To a lesser extent, the markets will also be watching Pending Home Sales and the Dallas Fed Manufacturing Survey.
Producer Price Index for September – For August, the Labor Department reported that the PPI, which measures prices paid to factories, refineries and farms, increased by 0.3 percent from July, following no change from June to July, indicating the inflation remains muted. "Core" PPI, which excludes energy and food, was flat in August from July, breaking a string of nine consecutive monthly advances and missing expectations of a 0.1-percent rise. For September, economists are targeting a 0.2-percent increase in headline PPI from August and a 0.1-percent increase in the core level.

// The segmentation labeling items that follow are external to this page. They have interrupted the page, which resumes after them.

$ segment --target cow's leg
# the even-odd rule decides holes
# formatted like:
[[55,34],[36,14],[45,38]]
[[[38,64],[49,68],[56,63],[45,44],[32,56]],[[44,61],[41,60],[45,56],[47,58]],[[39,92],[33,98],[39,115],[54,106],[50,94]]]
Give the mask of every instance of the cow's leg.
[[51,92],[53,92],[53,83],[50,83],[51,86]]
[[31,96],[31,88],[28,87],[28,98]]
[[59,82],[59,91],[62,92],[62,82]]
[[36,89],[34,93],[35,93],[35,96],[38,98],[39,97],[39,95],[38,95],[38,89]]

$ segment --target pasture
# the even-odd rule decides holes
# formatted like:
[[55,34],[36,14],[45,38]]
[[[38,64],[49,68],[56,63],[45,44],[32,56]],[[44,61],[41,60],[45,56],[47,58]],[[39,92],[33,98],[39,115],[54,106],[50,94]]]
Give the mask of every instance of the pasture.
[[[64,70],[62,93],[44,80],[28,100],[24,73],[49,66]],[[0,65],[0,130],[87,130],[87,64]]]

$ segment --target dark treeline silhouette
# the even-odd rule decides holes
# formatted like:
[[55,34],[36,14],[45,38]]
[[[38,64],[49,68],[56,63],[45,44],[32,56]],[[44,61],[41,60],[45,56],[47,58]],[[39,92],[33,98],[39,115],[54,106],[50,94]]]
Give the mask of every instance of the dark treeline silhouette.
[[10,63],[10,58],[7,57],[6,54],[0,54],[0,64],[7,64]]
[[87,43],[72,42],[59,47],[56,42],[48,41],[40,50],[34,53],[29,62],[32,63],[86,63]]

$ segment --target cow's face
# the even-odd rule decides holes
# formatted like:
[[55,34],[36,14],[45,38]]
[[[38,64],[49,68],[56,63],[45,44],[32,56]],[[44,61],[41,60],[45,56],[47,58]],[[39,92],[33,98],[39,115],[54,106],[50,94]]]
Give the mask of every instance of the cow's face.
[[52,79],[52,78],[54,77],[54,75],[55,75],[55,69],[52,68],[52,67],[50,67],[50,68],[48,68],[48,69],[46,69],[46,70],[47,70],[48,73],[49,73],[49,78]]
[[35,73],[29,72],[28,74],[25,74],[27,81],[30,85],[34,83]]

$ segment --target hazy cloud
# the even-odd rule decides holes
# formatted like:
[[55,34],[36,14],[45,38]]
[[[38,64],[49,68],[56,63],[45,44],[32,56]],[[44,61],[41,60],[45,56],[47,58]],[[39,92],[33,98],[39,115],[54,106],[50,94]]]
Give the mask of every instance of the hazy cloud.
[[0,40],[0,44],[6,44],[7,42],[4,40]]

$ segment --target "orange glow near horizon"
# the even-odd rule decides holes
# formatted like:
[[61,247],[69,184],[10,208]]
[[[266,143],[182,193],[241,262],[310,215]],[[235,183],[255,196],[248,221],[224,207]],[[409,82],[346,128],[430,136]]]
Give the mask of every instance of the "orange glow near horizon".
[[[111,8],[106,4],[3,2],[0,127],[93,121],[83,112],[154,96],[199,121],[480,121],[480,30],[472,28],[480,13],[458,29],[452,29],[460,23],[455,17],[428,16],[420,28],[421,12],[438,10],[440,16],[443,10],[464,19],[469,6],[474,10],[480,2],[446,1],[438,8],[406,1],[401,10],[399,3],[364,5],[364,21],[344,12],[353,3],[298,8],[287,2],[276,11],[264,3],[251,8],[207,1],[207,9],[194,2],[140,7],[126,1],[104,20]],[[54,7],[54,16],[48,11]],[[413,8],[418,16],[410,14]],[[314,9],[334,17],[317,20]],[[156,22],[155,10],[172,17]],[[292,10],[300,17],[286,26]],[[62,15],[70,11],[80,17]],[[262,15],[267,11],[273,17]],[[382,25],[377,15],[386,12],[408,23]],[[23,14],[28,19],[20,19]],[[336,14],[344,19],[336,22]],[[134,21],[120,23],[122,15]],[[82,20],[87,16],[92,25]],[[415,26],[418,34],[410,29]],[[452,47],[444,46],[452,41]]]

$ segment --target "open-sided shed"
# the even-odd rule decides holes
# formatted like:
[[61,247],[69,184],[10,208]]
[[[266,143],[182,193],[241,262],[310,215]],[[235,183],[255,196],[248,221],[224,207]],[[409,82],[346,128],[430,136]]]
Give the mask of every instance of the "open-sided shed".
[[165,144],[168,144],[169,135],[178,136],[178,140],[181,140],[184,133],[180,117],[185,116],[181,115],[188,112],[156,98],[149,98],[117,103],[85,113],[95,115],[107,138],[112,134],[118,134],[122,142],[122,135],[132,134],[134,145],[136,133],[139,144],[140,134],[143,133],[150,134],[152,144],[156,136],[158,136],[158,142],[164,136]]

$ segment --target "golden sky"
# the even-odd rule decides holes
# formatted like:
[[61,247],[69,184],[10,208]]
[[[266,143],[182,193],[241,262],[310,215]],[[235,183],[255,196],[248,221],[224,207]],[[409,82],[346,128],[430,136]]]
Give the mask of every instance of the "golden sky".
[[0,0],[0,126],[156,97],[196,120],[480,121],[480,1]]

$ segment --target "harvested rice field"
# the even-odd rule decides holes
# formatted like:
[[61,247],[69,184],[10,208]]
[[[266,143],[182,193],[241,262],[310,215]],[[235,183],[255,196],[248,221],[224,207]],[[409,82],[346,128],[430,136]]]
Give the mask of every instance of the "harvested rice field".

Retail Sales for September – Last month, the Commerce Department reported that retail sales rose less than expected in August, signaling that Americans started the second half of the year with a tight hold on their wallets. Retail sales increased 0.2 percent in August from July to $426.6 billion. Excluding-autos, retail sales increased 0.1 percent. Economists are calling for a flat month in the headline figure and a 0.4-percent increase in the ex-autos figure.
To a lesser extent, investors will be looking at the S&P/Case-Shiller Home Price Index and Consumer Confidence.
Consumer Price Index for September – In August, the CPI rose 0.1 percent, according to the Labor Department, after rising 0.2 percent in July, signaling that inflation remains tame in the US. The gains were mostly the result of higher costs for rent and medical care. Compared to last August, the index increased 1.5 percent, following 2.0-percent rise in July. “Core” CPI, which excludes the volatile food and energy categories, also rose 0.1 percent in August. Economists are expecting a 0.2-percent climb for both the headline and core figures for September.
FOMC Meeting Announcement – As mentioned above, the Fed will be making a statement following the conclusion of its two-day meeting on Wednesday. This will be a closely watched announcement as Wall Street looks for any indication as to when the main bank may begin putting the brakes on its massive quantitative easing program.
To a lesser extent, traders will be looking to the ADP Employment Report to try and delineate the state of the jobs situation in the U.S. that has been clouded by the government shutdown.
Initial Jobless Claims for the Week Ended October 26 – For the week ended October 19, the Labor Department said that first-time filings for jobless benefits declined by 12,000 to 350,000. The four-week average of claims, a less volatile measure of labor trends, rose by 10,750 to 348,250 to mark the highest level since early July. Initial claims have been difficult to predict and are likely not giving an accurate read to the health of the labor markets because of the government shutdown and a technical glitch from a computer upgrade in California that have inflated numbers recently. As time goes forward, these short-term factors will be ironed out of the data, but for the time being, the data is a bit skewed. For the latest week, economists are expecting claims to drop to 335,000.
To a lesser extent, the markets will be looking at the Chicago Purchasing Managers Index.
ISM Manufacturing Index for October – Last month, the Institute for Supply Management said its survey of activity at manufacturers increased to 56.2 for September from a 55.7 reading in August. Readings over 50 indicate expansion in manufacturing. New orders, a leading indicator of the health of the manufacturing sector, dipped to 60.5 from 63.2 in August. For October, economists expect the headline index to decline to 55.0, still showing growth, but at a slower pace than the month prior.
To a lesser extent, investors will be monitoring Motor Vehicle Sales for October and the PMI Manufacturing Index.